Les mendiants ne font pas l'affaire à ce jeu, trop lâches. Rarement assez visionnaires. Ils épouseraient une cause, quelle qu'elle soit, pourvu qu'elles leur offre le café du matin en guise de petit-déjeuner. Les clandestins se révèlent quelques fois être de bonnes surprises, des coups de poker pour le futur. Malheureusement ils ne s'adaptent que très rarement à cette nouvelle vie. Quand ils ne se font pas pincer par l'immigration, ils quittent d'eux-mêmes le pays, encore rêveurs. Rares sont les expatriés qui trouvent une justification à un séjour prolongé, surtout si la terre d'accueil ne leur a montré que de la pitié.
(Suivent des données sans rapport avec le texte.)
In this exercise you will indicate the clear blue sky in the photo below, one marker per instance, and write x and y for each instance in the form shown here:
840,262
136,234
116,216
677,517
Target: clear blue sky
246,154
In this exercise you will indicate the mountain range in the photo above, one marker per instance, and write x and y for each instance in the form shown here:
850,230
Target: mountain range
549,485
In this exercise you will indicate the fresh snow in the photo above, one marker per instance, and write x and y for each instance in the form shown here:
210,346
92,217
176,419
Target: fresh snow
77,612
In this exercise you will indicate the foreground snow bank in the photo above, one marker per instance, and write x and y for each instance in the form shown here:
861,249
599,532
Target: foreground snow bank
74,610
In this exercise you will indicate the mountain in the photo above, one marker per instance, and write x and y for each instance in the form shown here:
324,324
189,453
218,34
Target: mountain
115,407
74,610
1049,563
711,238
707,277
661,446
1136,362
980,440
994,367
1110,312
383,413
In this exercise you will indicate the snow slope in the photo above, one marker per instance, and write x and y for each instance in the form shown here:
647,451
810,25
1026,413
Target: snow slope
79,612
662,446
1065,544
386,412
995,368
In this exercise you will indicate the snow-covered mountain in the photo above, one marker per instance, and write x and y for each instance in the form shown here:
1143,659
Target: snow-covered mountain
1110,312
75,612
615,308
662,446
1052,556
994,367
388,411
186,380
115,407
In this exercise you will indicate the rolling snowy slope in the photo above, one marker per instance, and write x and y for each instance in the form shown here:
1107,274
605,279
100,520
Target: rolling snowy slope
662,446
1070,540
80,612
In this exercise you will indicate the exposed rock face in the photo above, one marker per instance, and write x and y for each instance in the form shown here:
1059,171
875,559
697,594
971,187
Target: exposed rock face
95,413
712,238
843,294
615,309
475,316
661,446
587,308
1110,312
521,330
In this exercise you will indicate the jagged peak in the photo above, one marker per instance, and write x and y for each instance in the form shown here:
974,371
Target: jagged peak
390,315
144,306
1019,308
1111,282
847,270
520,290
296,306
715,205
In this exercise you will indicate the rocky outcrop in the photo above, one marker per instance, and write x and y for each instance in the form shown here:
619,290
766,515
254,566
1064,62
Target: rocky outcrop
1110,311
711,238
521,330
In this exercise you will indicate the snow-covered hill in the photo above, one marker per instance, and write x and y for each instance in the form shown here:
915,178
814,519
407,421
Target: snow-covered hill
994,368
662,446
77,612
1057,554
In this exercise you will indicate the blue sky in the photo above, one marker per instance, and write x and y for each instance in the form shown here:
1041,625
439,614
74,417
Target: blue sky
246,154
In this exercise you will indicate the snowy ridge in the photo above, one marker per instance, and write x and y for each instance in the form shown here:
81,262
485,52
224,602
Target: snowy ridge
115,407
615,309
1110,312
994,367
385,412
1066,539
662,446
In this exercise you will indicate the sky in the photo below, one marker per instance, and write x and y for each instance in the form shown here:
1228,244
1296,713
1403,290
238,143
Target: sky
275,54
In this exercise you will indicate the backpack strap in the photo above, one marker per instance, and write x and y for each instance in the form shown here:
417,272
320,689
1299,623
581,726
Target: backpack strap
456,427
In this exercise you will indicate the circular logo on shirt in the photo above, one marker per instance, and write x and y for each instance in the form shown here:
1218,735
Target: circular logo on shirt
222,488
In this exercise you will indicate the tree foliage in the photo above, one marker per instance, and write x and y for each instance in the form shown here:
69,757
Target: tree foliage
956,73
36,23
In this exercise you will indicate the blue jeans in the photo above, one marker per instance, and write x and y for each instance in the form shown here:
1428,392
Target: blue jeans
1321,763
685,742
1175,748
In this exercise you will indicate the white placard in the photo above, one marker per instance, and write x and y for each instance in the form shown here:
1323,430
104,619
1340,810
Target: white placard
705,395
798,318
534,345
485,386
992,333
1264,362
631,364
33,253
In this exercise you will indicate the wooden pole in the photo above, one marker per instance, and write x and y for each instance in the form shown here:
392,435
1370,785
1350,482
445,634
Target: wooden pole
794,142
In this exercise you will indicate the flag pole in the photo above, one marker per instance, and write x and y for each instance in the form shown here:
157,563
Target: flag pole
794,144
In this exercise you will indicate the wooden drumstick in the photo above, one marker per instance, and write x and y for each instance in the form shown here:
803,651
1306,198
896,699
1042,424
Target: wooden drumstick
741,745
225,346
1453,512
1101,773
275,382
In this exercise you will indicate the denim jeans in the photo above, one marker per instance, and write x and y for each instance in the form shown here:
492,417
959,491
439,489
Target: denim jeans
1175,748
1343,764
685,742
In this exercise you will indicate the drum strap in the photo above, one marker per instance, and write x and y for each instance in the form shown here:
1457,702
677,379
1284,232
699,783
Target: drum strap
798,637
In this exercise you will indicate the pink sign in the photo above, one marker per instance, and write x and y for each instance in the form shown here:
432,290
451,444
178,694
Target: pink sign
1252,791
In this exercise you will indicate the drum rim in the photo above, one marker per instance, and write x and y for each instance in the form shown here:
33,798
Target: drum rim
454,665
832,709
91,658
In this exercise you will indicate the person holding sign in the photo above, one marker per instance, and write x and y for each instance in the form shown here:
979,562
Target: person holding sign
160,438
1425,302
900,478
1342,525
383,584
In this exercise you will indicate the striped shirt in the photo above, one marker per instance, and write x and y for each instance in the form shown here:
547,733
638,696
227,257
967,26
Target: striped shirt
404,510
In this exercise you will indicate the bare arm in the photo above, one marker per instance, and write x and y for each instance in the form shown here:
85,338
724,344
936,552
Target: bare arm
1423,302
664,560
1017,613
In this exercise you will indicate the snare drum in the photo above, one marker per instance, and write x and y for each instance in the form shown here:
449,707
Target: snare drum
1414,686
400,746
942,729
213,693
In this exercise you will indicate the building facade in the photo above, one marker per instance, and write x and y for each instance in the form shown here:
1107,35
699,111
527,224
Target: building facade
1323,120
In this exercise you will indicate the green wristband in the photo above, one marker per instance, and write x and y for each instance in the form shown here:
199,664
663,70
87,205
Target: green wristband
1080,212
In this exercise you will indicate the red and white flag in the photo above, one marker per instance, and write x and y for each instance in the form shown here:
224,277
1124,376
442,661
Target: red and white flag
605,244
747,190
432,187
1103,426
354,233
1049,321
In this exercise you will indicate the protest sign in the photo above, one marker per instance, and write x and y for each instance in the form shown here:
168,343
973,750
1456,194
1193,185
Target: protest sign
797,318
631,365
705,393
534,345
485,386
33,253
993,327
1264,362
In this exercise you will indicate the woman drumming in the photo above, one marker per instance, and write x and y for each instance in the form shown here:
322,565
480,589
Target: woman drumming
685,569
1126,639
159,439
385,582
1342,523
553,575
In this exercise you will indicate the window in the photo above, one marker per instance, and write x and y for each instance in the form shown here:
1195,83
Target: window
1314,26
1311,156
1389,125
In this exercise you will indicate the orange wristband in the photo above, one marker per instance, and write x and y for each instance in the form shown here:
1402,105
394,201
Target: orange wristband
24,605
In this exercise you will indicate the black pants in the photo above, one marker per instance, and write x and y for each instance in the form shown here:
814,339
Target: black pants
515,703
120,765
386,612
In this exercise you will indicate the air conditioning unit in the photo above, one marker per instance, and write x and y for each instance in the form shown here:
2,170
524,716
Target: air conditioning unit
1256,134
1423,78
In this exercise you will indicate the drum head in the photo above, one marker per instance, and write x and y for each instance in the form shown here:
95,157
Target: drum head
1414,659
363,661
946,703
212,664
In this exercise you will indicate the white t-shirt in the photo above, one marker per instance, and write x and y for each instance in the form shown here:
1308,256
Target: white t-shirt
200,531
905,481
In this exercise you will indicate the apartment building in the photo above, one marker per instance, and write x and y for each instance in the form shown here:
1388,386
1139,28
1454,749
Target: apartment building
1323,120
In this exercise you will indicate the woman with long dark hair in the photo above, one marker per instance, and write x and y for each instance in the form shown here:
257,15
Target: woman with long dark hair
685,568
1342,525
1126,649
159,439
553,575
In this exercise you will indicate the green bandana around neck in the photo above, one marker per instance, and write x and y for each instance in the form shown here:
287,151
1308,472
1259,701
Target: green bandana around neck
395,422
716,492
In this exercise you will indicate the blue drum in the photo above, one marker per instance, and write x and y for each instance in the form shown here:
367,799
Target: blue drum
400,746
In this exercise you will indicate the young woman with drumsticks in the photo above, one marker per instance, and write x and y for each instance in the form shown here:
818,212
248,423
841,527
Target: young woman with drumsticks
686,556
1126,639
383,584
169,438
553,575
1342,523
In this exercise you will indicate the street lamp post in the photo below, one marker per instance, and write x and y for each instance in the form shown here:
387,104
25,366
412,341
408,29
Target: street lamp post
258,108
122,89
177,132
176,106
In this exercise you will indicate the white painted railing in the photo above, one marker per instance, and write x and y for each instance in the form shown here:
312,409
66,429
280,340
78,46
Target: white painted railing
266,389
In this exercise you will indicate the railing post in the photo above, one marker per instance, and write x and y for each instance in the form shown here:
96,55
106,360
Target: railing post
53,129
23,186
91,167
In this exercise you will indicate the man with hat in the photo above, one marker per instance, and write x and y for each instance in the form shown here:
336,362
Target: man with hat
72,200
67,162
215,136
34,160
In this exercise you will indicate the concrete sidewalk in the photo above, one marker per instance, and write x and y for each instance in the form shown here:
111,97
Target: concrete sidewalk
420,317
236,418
Un sur cent, peut-être, est une bonne affaire. Les jeunes, trop fougueux, on les oublie d'office. Particulièrement les perdus, les drogués et les fumistes. Pas de familles, leur sacrifice n'en vaut plus la peine, trop ont déjà tout donné, avant. Il reste les forts, qui ne se distinguent des faibles que parce qu'ils ne s'agenouillent pas. Ils ne mendient pas, ils patientent, fomentent, exercent leurs pensées et attendent inutilement qu'une idée lumineuse éclaircisse leurs cieux. Eux ont à offrir leur corps et n'ont pas forcément perdu toutes leurs facultés. Le recrutement, c'est deux fois par semaine, lundi et vendredi. Entre ces deux journées, le creux de la vague où personne ne vit dans les rues, si ce ne cette poignée de pathétiques.